1

I've got the following little Python 2.7 script:

#!/usr/bin/python
# -*- coding: utf-8 -*-

import geoip2.database

def ret_country_iso(ip):
    reader = geoip2.database.Reader('/usr/local/geoip/GeoLite2-Country.mmdb')
    response = reader.country(ip)
    return response.country.iso_code.lower()

result = ret_country_iso("8.8.8.8")
print result
result += "Роман"
print result

where, as you can see, I first figure out the country where the "8.8.8.8" IP is located (this returns "us" - see below) and then I concatenate a short string to it which contains some Russian characters.

Result:

# ./script.py
us
Traceback (most recent call last):
   File "./script.py", line 12, in <module>
    result += "Роман"
UnicodeDecodeError: 'ascii' codec can't decode byte 0xd0 in position 0: ordinal not in range(128)

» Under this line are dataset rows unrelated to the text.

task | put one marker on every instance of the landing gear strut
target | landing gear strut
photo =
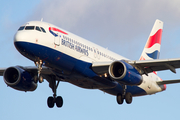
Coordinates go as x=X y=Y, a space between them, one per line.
x=39 y=76
x=127 y=96
x=52 y=100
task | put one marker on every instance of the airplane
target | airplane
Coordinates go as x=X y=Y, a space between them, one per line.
x=61 y=56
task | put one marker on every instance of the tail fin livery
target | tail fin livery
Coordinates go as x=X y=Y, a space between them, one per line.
x=153 y=44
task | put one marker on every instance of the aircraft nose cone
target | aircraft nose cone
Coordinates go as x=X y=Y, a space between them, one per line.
x=18 y=37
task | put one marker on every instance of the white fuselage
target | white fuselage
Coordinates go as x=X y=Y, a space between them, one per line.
x=77 y=48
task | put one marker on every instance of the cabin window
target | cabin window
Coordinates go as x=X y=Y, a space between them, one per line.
x=21 y=28
x=29 y=27
x=43 y=29
x=38 y=29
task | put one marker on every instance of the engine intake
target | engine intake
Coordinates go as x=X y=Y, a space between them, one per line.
x=124 y=73
x=19 y=79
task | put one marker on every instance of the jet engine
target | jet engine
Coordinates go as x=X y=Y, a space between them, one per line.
x=124 y=73
x=19 y=79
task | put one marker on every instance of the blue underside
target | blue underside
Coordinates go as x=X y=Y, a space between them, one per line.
x=61 y=61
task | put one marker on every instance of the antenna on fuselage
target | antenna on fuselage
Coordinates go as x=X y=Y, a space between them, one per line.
x=41 y=19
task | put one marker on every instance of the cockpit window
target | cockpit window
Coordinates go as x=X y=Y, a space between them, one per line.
x=43 y=30
x=29 y=28
x=21 y=28
x=37 y=28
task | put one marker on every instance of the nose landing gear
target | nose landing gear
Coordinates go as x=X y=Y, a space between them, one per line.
x=52 y=100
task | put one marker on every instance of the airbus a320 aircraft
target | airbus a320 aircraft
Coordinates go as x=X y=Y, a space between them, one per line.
x=62 y=56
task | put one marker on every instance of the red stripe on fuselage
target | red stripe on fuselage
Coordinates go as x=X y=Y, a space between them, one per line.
x=156 y=38
x=55 y=29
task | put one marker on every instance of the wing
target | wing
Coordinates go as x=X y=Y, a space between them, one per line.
x=168 y=82
x=144 y=66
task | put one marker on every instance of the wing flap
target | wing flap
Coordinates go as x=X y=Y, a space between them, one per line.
x=168 y=82
x=157 y=65
x=145 y=66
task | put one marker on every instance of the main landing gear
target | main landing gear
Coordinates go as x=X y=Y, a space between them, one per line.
x=58 y=100
x=54 y=100
x=127 y=96
x=39 y=76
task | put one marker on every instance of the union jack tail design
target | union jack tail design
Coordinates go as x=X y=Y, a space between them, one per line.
x=152 y=47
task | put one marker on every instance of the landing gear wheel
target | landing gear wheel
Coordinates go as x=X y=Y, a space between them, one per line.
x=119 y=99
x=35 y=79
x=128 y=98
x=50 y=102
x=41 y=79
x=59 y=101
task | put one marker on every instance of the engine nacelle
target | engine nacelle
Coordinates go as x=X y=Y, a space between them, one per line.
x=124 y=73
x=19 y=79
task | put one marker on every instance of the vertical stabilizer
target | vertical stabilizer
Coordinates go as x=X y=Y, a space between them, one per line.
x=153 y=44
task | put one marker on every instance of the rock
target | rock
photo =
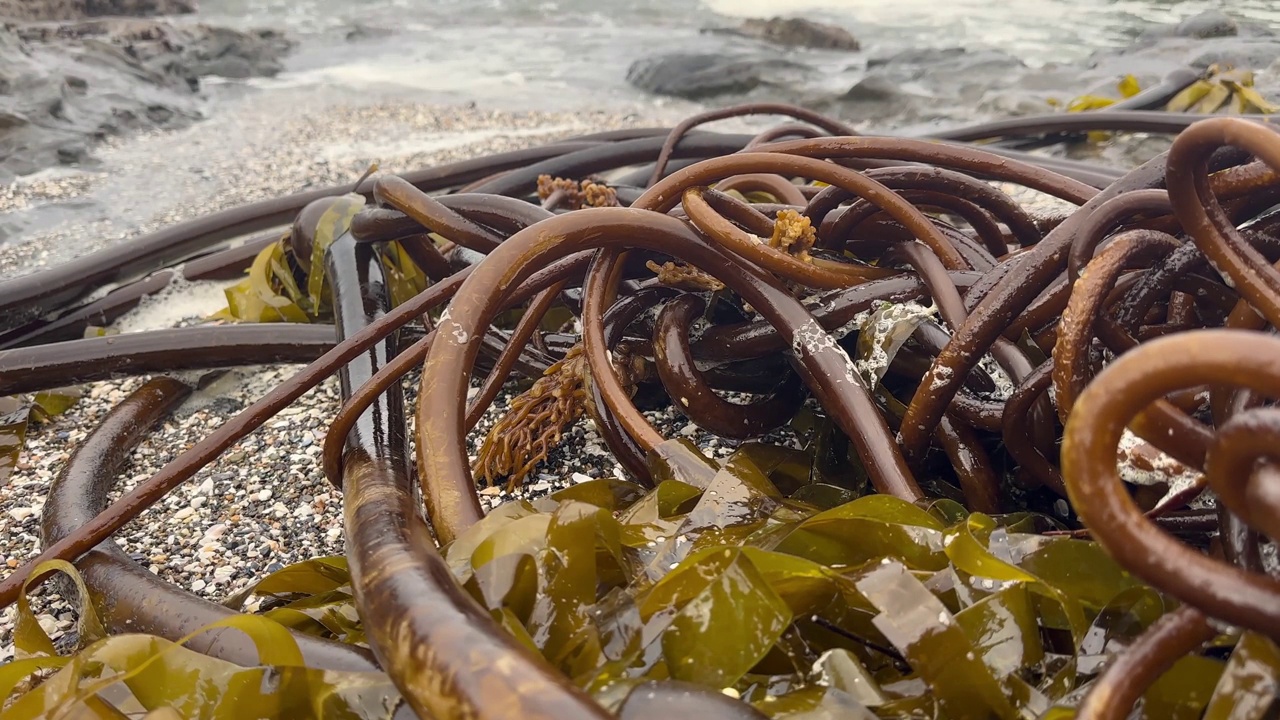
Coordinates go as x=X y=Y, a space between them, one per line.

Now, if I try the following instead

#!/usr/bin/python
# -*- coding: utf-8 -*-

result = "us"
print result
result += "Роман"
print result

Then everything's ok:

./script.py 
us
usРоман

Obviously then, the 'ret_country_iso()' function returns something different than the literal "us" string, my Python is too poor though to say.

How to correct the above?

EDIT: following the advice of snakecharmerb, the following works:

#!/usr/bin/python
# -*- coding: utf-8 -*-

import geoip2.database

def ret_country_iso(ip):
    reader = geoip2.database.Reader('/usr/local/geoip/GeoLite2-Country.mmdb')
    response = reader.country(ip)
    return response.country.iso_code.lower().encode('utf-8')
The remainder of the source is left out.